When I applied Burke’s pentad to this advertisement I found that the act was the presentation of the Rocket Mascara. The scene changes throughout the ad featuring a woman standing in front of a graffitied wall, two women on a table in a diner, a mirror image of a woman sitting in an arm chair over a highway, a woman laying in a hammock over a highway and a woman in front of a building at night pointing to the bottle of mascara as it takes off like a rocket. The agents are the models showing off their lashes and posing, as well as the narrator. The agency is that the ad is being shown on television and can be found of YouTube, as well as the boldness of the ad. The purpose is to sell a new kind of mascara to women.  I think that the most important ratio of Burke’s pentad in this ad would be purpose: agency. As an advertisement the purpose is the most important part of the pentad because it is the entire reason for the ad. The agency is the second most important because it is the techniques used to persuade the audience or the manner in which the purpose is advertised. This is a television advertisement that can also be found on Maybelline’s channel on YouTube. The techniques used in this ad are bold colors, black scenes with bold words, and close-ups of both the mascara’s brush and the resulting lashes on a woman’s eye.

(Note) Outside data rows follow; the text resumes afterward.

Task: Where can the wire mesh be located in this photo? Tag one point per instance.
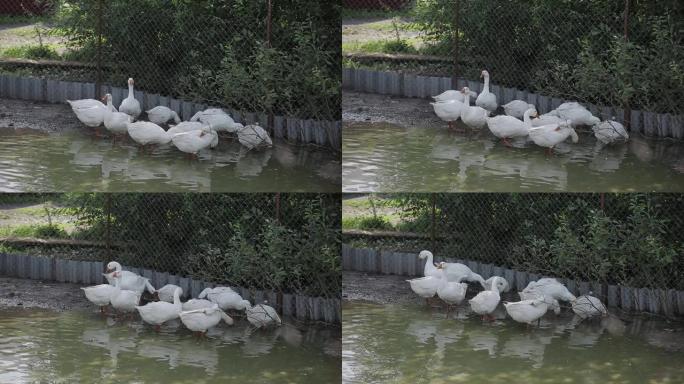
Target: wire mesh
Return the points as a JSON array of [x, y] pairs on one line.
[[620, 54], [274, 57], [281, 242], [625, 239]]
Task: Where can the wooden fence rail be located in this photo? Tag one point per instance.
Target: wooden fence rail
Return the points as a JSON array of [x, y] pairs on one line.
[[303, 308], [416, 86], [301, 131]]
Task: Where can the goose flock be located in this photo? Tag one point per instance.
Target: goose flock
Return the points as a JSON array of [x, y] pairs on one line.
[[202, 131], [520, 119], [449, 282], [125, 288]]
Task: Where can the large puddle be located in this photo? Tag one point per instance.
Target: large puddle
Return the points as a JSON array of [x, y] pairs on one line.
[[79, 346], [381, 157], [411, 344], [80, 161]]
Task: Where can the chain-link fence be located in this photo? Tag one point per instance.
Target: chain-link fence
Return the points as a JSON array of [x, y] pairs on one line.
[[272, 57], [288, 243], [627, 55], [624, 239]]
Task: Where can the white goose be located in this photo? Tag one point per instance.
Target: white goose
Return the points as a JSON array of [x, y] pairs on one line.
[[262, 315], [115, 122], [550, 289], [587, 306], [488, 284], [123, 300], [610, 131], [451, 292], [91, 116], [194, 141], [508, 127], [485, 302], [99, 295], [425, 287], [193, 304], [550, 135], [200, 320], [129, 280], [430, 269], [454, 95], [473, 116], [449, 110], [575, 112], [225, 297], [546, 119], [217, 118], [527, 311], [461, 272], [146, 133], [159, 312], [517, 108], [130, 105], [161, 115], [166, 292], [486, 99], [253, 136]]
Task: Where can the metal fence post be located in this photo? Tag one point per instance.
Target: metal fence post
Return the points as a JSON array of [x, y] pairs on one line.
[[627, 113], [433, 222], [269, 24], [454, 76], [98, 81], [108, 225]]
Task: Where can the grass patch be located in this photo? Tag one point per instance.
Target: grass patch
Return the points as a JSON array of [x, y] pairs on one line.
[[376, 13], [380, 46], [36, 230], [11, 19], [379, 222], [33, 52]]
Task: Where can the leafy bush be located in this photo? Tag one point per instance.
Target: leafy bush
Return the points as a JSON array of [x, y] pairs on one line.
[[571, 49], [216, 51]]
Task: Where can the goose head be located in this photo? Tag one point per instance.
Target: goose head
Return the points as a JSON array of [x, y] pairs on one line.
[[243, 305], [113, 266], [424, 254]]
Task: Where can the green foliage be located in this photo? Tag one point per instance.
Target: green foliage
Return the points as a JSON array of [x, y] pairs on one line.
[[226, 238], [366, 222], [216, 51], [572, 49], [635, 240], [33, 230], [33, 52]]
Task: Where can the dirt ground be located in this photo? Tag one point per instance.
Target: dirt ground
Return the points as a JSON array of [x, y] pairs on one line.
[[20, 115], [25, 293], [366, 107]]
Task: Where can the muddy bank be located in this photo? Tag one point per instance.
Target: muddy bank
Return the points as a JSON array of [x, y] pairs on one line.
[[367, 107], [23, 293], [22, 115]]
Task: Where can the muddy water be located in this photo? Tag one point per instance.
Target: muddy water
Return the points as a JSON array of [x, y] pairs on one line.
[[79, 161], [411, 344], [382, 157], [81, 346]]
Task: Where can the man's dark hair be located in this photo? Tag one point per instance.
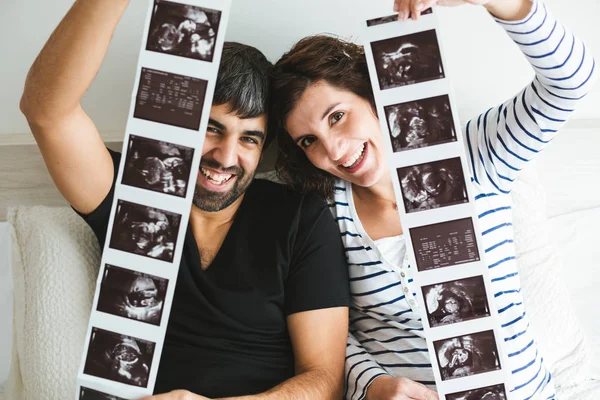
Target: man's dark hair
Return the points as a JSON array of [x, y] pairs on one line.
[[243, 82]]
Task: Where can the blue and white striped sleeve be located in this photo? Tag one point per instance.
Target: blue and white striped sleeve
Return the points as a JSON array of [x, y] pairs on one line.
[[361, 370], [500, 141]]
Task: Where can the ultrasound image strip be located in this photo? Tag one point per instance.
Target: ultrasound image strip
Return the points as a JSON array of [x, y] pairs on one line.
[[128, 352], [467, 355], [408, 59], [119, 358], [494, 392], [170, 99], [433, 185], [413, 97], [132, 295], [456, 301], [420, 123], [145, 231], [158, 166], [183, 30], [444, 244], [91, 394]]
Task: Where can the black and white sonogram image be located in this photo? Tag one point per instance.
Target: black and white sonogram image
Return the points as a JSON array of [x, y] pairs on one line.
[[456, 301], [170, 99], [467, 355], [495, 392], [158, 166], [133, 295], [183, 30], [119, 358], [145, 231], [90, 394], [433, 185], [444, 244], [420, 123], [408, 59]]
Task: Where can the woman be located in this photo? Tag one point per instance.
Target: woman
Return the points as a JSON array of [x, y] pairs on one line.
[[330, 141]]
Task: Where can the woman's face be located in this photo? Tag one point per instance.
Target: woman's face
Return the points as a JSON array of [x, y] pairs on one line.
[[339, 133]]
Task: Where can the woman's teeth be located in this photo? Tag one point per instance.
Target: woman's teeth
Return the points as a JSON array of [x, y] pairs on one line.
[[219, 179], [355, 157]]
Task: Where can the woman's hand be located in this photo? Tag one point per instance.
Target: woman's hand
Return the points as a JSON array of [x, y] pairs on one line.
[[387, 387], [177, 395], [504, 9]]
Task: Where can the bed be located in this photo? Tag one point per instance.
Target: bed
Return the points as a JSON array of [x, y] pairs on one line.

Given what I know about persuasion I think that this ad is somewhat persuasive but it could be improved upon.  I do not think that the ad does enough to identify with its audience. It could do more to pinpoint those women who would most benefit from this mascara without alienating them. My simply adding “ This mascara turns thin dull lashes in to bigger, smoother, more even lashes”, the ad could better state its purpose. I have always had a slight issue with Maybelline’s slogan, “Maybe she’s born with it; maybe it’s Maybelline” because to me it implies that natural beauty is uncommon and that make-up is necessary. The slogan is usually presented in two different voices, the first stating, “Maybe she’s born with it”, and the second seeming to counter with, “Maybe it’s Maybelline.” The presentation of the slogan is what changes the implication in my mind because it seems to be portraying that the second voice does not believe that a woman could be born that beautiful and that she must be using make-up. I think that Maybelline is trying to imply that their make-up looks so natural that you can’t tell if the woman wearing it is born with it or not but this is not very clear.  I think that another slogan would be more compelling for audiences. I’m not a slogan writer but something that would imply that Maybelline is better than regular make-up without also implying that women can’t be naturally beautiful would be more enticing to me and I’m sure many other women who probably haven’t received this slogan as it was intended.